Lab 7 – Data Management with Hive

Part I: Introduction to Hive (15min)

The essential reading for this lab are the Hive1 slides. Let’s go through the introduction together. They further cover

  • basic syntax,

  • data types,
  • joins, and
  • built-in functions,

as well as, how to

  • create tables,
  • load data,
  • set up external tables, and
  • save query results.

Take 10 mins to skim through those slides and have them ready as a reference while you do the lab.

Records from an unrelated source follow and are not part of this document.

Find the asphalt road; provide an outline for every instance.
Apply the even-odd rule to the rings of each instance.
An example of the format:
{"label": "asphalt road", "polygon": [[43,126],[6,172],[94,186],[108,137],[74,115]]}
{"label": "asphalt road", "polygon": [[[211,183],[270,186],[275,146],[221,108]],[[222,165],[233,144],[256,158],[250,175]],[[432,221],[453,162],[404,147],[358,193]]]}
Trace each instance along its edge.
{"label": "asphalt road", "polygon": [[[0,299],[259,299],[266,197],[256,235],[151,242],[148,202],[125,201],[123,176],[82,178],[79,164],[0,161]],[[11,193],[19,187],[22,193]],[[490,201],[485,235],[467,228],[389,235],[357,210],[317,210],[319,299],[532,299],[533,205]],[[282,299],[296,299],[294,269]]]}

Part II: Let’s do some Hive (40min)

You will need to complete the lab to answer some of the quiz questions below. Run this command in ~/training_materials/dev1/scripts first:

sh ./dev1_toggle_services.sh

 

The goal of this lab is to practice using the following common techniques for creating, populating, and querying Hive tables:

  • Table creation and population
  • Creating and switching databases
  • Querying tables
  • Modifying table information: Altering and dropping a table

You will also create and query a table containing each of the complex field types Hive offers:

  • array,
  • map, and
  • struct.

Find the step-by-step lab instructions HERE.

Part III: Quiz (15min)

This quiz asks question about the Hive basics and on some of the results you got while doing the previous part.

IMPORTANT: When answering the questions on the practical part of the lab, select “I did not get to this part“, if you did not implement the respective queries. This is important for us to see how far you got. We will give partial credit for being honest.